Adamants Expedition, 2018
In August, 2018, Bronwyn Tarr, Rowland Penty Geraets, Keith Lenning, Sasha Moore, and myself heli-lifted into the Adamant Range, a remote subrange of the Selkirk Mountains in wilderness of British Columbia, Canada. We spent two-weeks repeating lines and climbing a new route (Tin Man, see blog) before being forced out by deteriorating weather.
The expedition was largely a success, despite some close calls, particularly that Bron fell in a crevasse and had to be rescued! Nonetheless, the expedition was a success: We put up a new route, had some fun on old ones, and all came home safe, if a little more worried about loose rock than when we set out! See our trip report in the blog.
Getting dropped off at our basecamp spot on the Austerity Glacier by helicopter: Awesome.
Orabeskopf Face Expedition, 2017
In July, 2017, myself and my climbing/life partner, the lovely and tenacious Bronwyn Tarr will travel to the high fastness of Brandberg Mountain in Namibia's Namib Desert, where we will try to climb a new route up Brandberg's Southern flanks – the Orabeskopf Face.
Our dawn shadows on the approach to To Bolt or Not to Bolt on the Pontok Spitz, Namibia, 2016.
Spitzkoppe, Spring 2016
In April, 2016, Bronwyn took me to the country of her birth – Namibia.
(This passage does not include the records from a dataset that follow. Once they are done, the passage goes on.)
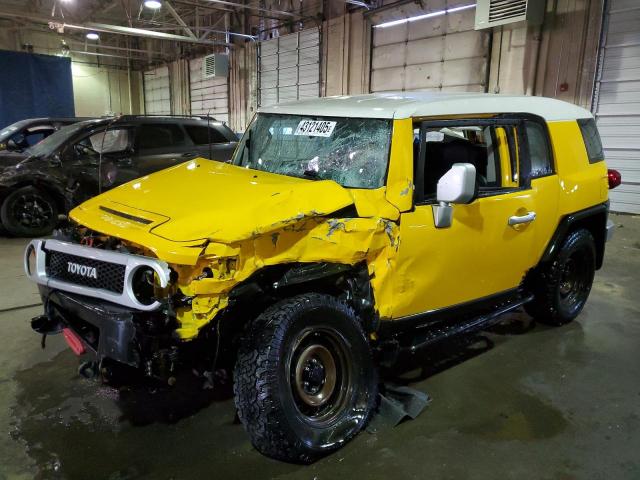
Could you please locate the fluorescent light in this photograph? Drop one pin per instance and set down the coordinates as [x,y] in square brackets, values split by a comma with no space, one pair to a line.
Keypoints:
[422,17]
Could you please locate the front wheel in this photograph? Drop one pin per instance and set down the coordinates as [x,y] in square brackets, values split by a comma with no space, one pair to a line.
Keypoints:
[562,287]
[304,380]
[29,212]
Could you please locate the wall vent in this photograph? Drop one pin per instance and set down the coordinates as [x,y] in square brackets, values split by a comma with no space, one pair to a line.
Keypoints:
[492,13]
[215,65]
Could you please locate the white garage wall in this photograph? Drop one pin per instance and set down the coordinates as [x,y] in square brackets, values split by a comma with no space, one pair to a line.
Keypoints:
[439,53]
[100,91]
[157,91]
[289,67]
[617,106]
[208,95]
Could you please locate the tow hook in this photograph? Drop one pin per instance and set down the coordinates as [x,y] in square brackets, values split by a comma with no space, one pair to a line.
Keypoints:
[88,370]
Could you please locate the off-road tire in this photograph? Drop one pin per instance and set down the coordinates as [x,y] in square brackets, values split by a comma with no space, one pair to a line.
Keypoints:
[17,226]
[266,390]
[559,299]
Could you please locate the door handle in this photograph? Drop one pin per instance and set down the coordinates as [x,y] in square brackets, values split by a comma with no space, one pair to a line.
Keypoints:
[519,219]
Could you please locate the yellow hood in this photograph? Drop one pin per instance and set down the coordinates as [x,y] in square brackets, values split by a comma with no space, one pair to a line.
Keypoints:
[204,199]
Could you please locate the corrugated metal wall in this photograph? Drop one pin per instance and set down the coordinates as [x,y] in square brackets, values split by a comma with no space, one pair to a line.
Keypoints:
[442,52]
[617,106]
[289,67]
[208,95]
[157,91]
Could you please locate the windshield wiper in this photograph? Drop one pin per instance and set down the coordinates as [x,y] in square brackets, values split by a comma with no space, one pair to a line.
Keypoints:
[313,175]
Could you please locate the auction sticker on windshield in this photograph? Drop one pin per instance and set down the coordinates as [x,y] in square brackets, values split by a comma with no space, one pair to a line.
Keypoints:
[315,128]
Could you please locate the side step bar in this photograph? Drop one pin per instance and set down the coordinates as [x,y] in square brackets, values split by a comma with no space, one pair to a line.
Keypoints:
[439,333]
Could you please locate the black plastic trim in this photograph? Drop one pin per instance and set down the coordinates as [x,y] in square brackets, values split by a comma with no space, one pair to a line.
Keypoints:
[452,314]
[570,220]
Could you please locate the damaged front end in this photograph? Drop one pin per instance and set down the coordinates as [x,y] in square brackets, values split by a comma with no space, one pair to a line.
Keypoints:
[137,290]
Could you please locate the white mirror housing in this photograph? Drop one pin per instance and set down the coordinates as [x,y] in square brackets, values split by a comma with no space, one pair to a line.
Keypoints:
[458,185]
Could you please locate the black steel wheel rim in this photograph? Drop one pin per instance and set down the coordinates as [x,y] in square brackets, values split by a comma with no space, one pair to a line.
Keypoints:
[32,211]
[574,282]
[319,375]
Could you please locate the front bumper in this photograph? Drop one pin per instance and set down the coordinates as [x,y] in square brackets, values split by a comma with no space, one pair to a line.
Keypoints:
[86,266]
[108,331]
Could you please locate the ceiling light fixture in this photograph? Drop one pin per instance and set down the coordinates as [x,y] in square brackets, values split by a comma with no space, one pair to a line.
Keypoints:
[152,4]
[422,17]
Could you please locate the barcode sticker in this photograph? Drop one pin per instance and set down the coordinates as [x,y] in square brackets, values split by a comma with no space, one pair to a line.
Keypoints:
[315,128]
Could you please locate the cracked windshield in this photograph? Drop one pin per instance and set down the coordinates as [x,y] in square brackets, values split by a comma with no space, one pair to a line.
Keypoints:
[351,151]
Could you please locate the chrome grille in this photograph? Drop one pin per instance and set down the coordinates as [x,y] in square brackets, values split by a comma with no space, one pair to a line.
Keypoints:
[109,276]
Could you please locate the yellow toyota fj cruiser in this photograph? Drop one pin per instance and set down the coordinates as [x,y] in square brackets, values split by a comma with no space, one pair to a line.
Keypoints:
[345,230]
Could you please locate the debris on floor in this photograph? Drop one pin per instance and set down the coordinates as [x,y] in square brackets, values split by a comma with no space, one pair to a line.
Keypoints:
[397,403]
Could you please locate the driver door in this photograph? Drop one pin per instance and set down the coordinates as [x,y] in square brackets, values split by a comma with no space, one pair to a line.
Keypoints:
[99,161]
[480,255]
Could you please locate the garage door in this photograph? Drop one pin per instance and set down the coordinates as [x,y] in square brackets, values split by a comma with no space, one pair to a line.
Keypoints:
[617,100]
[208,95]
[438,52]
[157,92]
[289,67]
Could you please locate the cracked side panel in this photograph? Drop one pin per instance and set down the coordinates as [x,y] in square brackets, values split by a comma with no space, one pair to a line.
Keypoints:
[340,241]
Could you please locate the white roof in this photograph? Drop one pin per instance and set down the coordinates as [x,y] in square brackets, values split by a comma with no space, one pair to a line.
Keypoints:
[426,104]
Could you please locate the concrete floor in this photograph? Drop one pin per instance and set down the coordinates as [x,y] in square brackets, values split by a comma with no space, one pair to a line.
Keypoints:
[522,401]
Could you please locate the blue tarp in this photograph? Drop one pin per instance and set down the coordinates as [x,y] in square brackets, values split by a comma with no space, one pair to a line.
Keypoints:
[33,85]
As a climber, the first thing I googled was whether there was any climbable rock. In turns out there was! The Spitzkoppe Formation boasts climbing for all levels – bolted, trad, sport, multipitch – all in an otherworldly, prehistoric setting (the caveman melodrama 10,000 BC was actually filmed there?!). I fell in love with it, and with climbing in the desert. We vowed to come back stronger and try to develop some new routes in Namibia...
Brandberg and the Orabeskopf face, 2017
After training for a year, endless googling, pestering local developers with rookie questions, buying a Bosch rotary hammer, learning to aid climb, contacting previous expeditions to Namibia, and talking to local Namibian climbers, we decided to make climbing a new route on the Orabeskopf Face our main objective.
With the generous support of the Irvine Travel Fund we will travel this July to the Brandberg. With a vertical relief of 400m, the steep granite of the seldom visited Orabes face can be found a day's walk from the nearest road, and 2 hours from the nearest source of water. We will live under it for a month, carrying in everything we need to survive, clean, and equip a modern line up the remote desert face. As of 7 June, I'm still tallying how much it will all weigh, but suffice it to say, it will be a suffer fest, we will face unforeseen adversity, and we will grow as people and climbers, I'm literally counting the days.
Check our blog for updates, when possible!
Spitzkoppe pictured from the top of Pontok Spitz as a rare desert storm blew in and we prepared to rappel down. To give a sense of perspective, Spitzkoppe rises 700m from the desert floor. We don't have pictures of Brandberg – we haven't been there yet!